Em 2019, a OpenAI criou uma subsidiária com "limite de lucro", e a Microsoft fez o primeiro investimento de 1 bilhão. Depois, a Microsoft ficou com 27% das ações, que agora valem cerca de 135 bilhões. O Musk estava ciente na época e não se opôs fortemente. Mas depois, ele adicionou na reclamação: "o rabo não pode abanar o cachorro."

Aí o ChatGPT explodiu.

Depois de lançar em novembro de 2022, a OpenAI passou de um laboratório de pesquisa direto para um gigante da IA pro consumidor. A avaliação pulou de 1 bilhão em 2019 para 29 bilhões no início de 2023, e chegou a 852 bilhões em março de 2026 — a empresa privada mais cara do mundo. O ritmo foi tão rápido que até a OpenAI pode não ter percebido.

Em 2023, Musk criou a xAI, mirando direto na concorrência. Ele não teve papas na língua em público — a OpenAI "traçou a missão" e virou uma "máquina comercial fechada".

Em fevereiro de 2024, ele processou no tribunal estadual da Califórnia. Em junho, retirou, e em agosto, levou pra corte federal novamente. Ele disse que isso é uma "traição de nível Shakespeare".

Em fevereiro de 2025, o consórcio Musk ofereceu 97,4 bilhões para comprar a parte sem fins lucrativos da OpenAI. Quatro dias depois, foi rejeitado. No final do ano, a OpenAI se reestruturou como uma empresa pública, mas ainda estava sob a fundação sem fins lucrativos.

Nos dias 27 e 28 de abril de 2026, no tribunal federal de Oakland. O júri de 9 pessoas foi escolhido e as declarações de abertura começaram.

Antes da audiência, o Musk retirou as acusações de fraude, agora só restam duas: violação da obrigação fiduciária e enriquecimento sem causa. Ele tá pedindo cerca de 134 bilhões, tudo de volta para a entidade sem fins lucrativos.

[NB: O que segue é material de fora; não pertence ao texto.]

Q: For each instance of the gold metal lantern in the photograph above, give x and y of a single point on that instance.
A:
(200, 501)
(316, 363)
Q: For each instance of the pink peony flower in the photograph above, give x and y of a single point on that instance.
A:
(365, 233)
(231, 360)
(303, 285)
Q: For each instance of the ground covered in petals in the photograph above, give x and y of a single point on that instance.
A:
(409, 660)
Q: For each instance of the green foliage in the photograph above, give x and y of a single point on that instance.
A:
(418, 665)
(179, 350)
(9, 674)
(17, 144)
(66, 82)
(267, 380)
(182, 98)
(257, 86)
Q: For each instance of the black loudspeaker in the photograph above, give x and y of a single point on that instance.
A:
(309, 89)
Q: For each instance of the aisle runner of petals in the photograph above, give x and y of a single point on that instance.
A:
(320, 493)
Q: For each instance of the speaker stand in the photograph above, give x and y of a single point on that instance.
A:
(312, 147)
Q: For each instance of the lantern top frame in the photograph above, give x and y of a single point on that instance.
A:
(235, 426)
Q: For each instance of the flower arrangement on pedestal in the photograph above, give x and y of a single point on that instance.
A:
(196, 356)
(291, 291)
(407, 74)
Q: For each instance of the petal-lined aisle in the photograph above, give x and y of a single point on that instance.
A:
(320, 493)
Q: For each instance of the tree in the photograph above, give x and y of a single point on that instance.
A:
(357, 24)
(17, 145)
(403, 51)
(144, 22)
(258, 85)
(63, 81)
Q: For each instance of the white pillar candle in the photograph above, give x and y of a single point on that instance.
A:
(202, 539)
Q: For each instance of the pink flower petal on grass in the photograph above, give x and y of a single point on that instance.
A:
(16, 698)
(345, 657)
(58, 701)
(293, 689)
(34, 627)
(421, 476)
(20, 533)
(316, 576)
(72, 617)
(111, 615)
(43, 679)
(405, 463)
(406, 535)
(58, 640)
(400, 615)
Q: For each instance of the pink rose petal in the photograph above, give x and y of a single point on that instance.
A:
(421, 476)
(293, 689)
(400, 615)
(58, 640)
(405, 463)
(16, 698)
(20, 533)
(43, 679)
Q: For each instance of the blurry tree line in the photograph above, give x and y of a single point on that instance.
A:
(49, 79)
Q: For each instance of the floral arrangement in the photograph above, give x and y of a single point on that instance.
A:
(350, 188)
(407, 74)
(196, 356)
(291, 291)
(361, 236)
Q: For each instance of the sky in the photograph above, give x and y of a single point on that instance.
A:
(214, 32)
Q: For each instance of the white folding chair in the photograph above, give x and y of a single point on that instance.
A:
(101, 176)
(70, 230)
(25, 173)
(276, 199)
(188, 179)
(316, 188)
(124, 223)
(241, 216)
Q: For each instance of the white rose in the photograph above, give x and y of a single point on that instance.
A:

No dia 28 de abril, ele mesmo deu testemunho. Ele disse: "Eu pensei na ideia, dei o nome, contratei a galera, ensinei as paradas, quase financiei tudo no início." Ele também mencionou a discussão com o Larry Page sobre os riscos da IA — essa foi a verdadeira razão para ele ter criado a OpenAI. Ele disse que se perder, isso vai "destruir a base da filantropia nos EUA".

A resposta dos advogados da OpenAI foi direta: "Musk saiu porque não conseguiu o controle, agora tá com ciúmes do sucesso."

O julgamento deve durar de 3 a 4 semanas. As testemunhas ainda estão por vir — Altman, Brockman, o CEO da Microsoft Satya Nadella, Shivon Zilis. A fase de alívio começa em meados de maio.

O mercado de previsões dá a Musk uma chance de cerca de 40%. Ele continua postando no X: "eles roubaram uma organização sem fins lucrativos, isso não tá certo."

Falando sério, não tô nem aí pra quem ganha entre os dois.

Tô pensando aqui: um org sem fins lucrativos, que virou a empresa mais valiosa do mundo, ainda vale as promessas de "beneficiar a humanidade" de 2015? Se esse caso terminar assim, qualquer org sem fins lucrativos pode simplesmente mudar de ideia assim que encontrar grana, e aí qual é a moral de ser "sem fins lucrativos"?

Esse pode ser o verdadeiro ponto de interesse dessa "separação mais cara".